Futures Movers: Oil Costs Fall As Merchants Wait For OPEC + Manufacturing Choice This Week

Oil futures fell on Monday, falling slightly after exiting last week at their highest level since October 2018.

Concerns that the spread of a variant of COVID in Europe and Austria will result in less travel, lower fuel demand and put pressure on oil prices as traders waited this week for a decision by the Organization of Petroleum Exporting Countries and its allies on crude oil production levels.

The group of producers, known as OPEC +, will hold technical meetings on Tuesday and Wednesday to review the oil market before the official meetings of OPEC, as well as the broader OPEC + group, take place via videoconference on Thursday that should result in a decision on production .

Read: More “leeway” for OPEC + allows oil producers to think about increasing production without putting prices under pressure

S&P Global Platts Analytics sees an August quota increase of 500,000 barrels a day as the "most likely outcome" of the July 1st OPEC + meeting, Paul Sheldon, chief geopolitical advisor, political risk and oil supply analysis at S&P Global Platts, said in an e- Mail comment. "The Saudi caution in both global demand uncertainty and nuclear talks with Iran will likely prevent greater engagement until the next meeting in early August."

West Texas Intermediate Crude for delivery in August

On the New York Mercantile Exchange, it fell 86 cents, or 1.2%, to $ 73.19 a barrel.

September Brent crude
the most actively traded contract for the global crude oil benchmark on ICE Futures Europe was 89 cents, or 1.2%, at $ 74.49 a barrel.
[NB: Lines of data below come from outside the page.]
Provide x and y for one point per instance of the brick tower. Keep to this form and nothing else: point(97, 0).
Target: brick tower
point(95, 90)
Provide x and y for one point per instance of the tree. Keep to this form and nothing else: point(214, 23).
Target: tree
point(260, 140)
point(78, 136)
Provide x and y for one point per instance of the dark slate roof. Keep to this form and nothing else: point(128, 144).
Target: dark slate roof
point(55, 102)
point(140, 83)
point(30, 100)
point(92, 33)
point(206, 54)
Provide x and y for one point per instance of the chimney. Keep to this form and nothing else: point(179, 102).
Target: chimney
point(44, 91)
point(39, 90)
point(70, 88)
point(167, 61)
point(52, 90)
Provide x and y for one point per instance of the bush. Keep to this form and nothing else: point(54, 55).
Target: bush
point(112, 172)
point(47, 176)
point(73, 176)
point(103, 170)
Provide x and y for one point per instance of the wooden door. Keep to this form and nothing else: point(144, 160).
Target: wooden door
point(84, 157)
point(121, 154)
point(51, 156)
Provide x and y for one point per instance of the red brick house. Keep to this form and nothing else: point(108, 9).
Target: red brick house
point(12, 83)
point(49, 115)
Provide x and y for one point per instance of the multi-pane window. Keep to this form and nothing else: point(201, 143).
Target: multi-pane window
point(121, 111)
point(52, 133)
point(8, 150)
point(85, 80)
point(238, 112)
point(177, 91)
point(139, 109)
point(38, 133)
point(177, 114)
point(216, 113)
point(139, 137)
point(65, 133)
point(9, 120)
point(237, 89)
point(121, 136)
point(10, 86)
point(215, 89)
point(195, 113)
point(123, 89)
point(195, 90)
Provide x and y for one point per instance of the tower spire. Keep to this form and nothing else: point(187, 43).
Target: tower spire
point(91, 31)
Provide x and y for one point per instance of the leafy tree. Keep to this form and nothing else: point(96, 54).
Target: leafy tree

August Brent crude
which expires at the end of the trading session on Wednesday fell 91 cents, or 1.2%, to $ 75.27 a barrel.

For Brent in the mid-range of USD 70 / b, an increase in the quota by 500,000 barrels per day would "demonstrate sensitivity to the fragile recovery in demand," said Sheldon.

Platts Analytics expects the size of a quota increase to be "upward, even with the risk of non-compliance by about 1.8 million barrels" because OPEC "either needs to add additional volume for August or increase the quota by 1 million barrels," said he

In early April, OPEC + agreed to gradually reverse previous production cuts from May to July. Saudi Arabia also said it would ease the kingdom's voluntary cuts since February. At this point, OPEC + had withheld around 8 million barrels a day, of which 1 million represented the Saudis' voluntary cut.

Traders also watched COVID-19 cases with concern that the spread will affect demand for travel – and therefore fuel economy.

Oil prices took a hit "over the new setbacks the COVID-19 pandemic is causing in Europe, Southeast Asia and Australia," said Louise Dickson, oil market analyst at Rystad Energy, in a market update.

Australia struggled to contain several COVID-19 clusters across the country, with experts warning the country was facing the most dangerous days since the early stages of the pandemic.

"The forecast for the recovery in oil demand this summer may be a little overestimated, and traders face a reality check this week as the Delta variant hit Europe and a surge in infections in Southeast Asia and Australia brings the lockdown back," Dickson said.

"We could see a flurry of travel restrictions being reintroduced in Europe as a result of the proliferation of the Delta variant, which would weigh on demand for gasoline, diesel and kerosene, and prices are being made aware," she said.

In Monday trade, July gasoline
Lost 1.2% to $ 2.24 per gallon and July heating oil
lost 0.8% to $ 2.13 a gallon.

The July gas contract
+ 2.89%,
expiring at the end of the day session rose 2.6% to nearly $ 3.59 per million UK thermal units. Prices reached their highest level since January 2019 on Friday, driven by expectations that high temperatures in the western US will boost demand for the fuel.